Projection Pursuit

Projection pursuit is an iterative method used for dimensionality reduction that focuses on preserving interesting features about the data.

Projection pursuit is used in scenarios where identifying and preserving the most informative projections of high-dimensional data is crucial, such as in exploratory data analysis and visualization. It helps in reducing the dimensionality of the data while retaining the most significant structures and patterns.

Projection pursuit works by iteratively finding the projections of the data that are most “interesting,” typically defined as the projections that are least Gaussian. The algorithm builds up one dimension at a time, initially finding the least Gaussian projection, then removing that projection from the input data, and then finding the next least Gaussian projection, and so on.

For example, imagine a two-dimensional space where objects are randomly distributed along each axis. If you shine a light diagonally from one corner to the other, the shadows on the opposite sides will form a Gaussian distribution. By finding the projections where the distribution of the shadows is most unlike a Gaussian distribution, projection pursuit identifies the most informative dimensions.

One hyperparameter for projection pursuit is the number of target dimensions. As with principal component analysis, the algorithm builds up one dimension at a time, initially finding the least Guassian projection, then removing that projection from the input data, then finding the next least Gaussian projection and so on.

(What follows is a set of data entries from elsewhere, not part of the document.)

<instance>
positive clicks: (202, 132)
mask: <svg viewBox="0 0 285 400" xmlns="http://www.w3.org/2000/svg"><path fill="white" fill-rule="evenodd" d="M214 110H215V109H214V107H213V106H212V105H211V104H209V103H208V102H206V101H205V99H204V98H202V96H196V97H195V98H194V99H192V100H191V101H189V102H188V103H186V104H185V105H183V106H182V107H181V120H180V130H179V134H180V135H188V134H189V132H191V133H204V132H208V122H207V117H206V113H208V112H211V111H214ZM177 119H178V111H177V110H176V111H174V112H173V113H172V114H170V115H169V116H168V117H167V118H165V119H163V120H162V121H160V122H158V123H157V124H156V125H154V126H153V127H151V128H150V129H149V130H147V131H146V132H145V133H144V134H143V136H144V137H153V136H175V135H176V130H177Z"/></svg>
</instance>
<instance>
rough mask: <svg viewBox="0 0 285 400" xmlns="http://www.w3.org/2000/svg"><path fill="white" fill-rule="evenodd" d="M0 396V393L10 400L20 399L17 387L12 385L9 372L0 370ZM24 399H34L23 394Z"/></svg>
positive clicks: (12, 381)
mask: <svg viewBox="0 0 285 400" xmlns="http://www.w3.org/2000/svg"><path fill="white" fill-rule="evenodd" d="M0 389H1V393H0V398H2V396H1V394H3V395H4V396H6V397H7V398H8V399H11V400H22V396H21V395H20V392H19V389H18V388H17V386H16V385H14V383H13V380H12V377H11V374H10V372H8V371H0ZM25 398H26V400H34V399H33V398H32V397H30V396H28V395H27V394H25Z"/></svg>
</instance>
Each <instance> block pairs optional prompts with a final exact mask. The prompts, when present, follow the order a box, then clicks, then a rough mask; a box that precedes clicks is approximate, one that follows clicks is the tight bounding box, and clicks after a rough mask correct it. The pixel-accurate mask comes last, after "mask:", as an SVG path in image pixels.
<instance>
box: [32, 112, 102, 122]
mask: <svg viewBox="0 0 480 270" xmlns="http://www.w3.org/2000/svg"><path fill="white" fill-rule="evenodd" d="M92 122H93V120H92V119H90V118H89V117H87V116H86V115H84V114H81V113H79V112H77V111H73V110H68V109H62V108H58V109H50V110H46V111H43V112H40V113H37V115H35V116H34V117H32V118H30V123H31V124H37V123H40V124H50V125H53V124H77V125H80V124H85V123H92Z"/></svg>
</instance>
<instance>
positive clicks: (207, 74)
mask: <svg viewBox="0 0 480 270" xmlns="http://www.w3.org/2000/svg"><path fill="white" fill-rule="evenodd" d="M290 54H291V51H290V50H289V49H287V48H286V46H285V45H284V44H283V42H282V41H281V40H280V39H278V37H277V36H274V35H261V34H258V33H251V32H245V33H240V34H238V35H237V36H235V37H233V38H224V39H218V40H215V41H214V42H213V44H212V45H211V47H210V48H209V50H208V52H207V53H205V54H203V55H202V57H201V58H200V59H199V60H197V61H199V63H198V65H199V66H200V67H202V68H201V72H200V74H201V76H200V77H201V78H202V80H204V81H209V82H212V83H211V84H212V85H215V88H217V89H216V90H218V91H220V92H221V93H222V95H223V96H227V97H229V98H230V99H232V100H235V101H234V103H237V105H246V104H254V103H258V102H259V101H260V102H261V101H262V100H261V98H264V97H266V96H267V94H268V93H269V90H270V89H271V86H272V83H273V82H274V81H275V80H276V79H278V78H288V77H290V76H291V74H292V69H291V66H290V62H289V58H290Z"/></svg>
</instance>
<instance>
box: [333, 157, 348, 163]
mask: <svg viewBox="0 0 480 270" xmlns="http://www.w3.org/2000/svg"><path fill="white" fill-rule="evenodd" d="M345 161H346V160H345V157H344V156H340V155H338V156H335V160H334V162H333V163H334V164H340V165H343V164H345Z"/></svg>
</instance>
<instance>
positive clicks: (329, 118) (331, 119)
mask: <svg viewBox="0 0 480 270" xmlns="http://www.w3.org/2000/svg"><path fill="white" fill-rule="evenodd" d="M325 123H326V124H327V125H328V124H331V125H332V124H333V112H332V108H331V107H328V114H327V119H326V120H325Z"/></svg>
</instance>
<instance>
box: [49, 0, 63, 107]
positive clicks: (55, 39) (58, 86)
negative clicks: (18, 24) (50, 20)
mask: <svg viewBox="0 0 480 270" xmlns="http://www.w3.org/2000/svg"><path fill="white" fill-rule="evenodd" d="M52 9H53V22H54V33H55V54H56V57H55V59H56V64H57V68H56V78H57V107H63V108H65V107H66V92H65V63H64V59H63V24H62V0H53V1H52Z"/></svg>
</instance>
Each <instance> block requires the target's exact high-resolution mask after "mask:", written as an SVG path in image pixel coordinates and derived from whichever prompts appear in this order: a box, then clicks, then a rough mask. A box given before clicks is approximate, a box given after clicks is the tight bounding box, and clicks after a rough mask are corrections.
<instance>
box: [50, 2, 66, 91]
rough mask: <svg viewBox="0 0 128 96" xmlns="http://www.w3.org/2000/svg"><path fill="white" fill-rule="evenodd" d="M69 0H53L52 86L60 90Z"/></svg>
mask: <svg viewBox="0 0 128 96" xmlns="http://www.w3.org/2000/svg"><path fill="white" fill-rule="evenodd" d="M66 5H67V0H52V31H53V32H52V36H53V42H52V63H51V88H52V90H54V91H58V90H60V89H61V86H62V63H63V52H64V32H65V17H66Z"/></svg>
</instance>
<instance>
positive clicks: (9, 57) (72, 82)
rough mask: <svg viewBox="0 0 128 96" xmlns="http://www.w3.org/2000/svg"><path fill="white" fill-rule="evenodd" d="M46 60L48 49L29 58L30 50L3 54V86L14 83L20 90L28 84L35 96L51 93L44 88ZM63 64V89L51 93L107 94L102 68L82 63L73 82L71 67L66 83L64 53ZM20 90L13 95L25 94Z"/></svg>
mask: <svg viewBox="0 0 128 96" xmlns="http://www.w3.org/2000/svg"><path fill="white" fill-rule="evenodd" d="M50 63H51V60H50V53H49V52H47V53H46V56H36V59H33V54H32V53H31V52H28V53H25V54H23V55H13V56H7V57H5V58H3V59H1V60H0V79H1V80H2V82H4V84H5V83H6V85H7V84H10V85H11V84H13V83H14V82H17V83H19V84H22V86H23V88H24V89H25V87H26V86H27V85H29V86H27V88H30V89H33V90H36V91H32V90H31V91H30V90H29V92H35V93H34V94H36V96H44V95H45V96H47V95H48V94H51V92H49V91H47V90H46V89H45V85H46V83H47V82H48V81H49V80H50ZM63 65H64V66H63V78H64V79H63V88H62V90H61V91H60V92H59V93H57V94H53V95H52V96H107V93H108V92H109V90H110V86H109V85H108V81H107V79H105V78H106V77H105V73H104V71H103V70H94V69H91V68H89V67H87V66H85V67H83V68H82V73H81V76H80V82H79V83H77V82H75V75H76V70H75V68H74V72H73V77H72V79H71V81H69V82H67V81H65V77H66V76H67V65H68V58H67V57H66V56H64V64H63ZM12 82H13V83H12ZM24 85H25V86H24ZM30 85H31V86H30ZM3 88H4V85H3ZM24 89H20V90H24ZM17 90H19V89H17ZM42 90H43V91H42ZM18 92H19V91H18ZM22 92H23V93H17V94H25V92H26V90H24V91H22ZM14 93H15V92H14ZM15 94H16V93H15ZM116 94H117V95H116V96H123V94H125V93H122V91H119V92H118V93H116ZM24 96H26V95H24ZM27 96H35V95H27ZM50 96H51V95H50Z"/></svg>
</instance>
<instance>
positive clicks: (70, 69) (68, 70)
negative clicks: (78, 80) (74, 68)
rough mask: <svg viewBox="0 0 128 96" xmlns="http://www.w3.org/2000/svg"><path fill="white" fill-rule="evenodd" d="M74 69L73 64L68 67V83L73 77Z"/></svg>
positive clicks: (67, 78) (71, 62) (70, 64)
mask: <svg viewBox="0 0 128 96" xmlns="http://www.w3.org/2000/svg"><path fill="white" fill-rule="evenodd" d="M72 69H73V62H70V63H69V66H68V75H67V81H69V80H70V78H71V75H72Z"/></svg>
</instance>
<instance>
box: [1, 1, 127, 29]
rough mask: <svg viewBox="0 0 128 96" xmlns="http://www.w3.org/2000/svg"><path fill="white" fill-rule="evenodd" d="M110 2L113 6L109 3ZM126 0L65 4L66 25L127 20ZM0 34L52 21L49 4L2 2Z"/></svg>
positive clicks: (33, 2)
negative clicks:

The above example is trivial, but imagine the same idea projecting from a three-dimensional space on to a two-dimensional space that contains points around the outline of an object, and you will see that the least Gaussian projections are likely to correspond closely to the results of a principal component analysis of the same data. One important difference is however that with principal component analysis the target vectors are necessarily orthogonal, which does not need to be the case with general projection pursuit.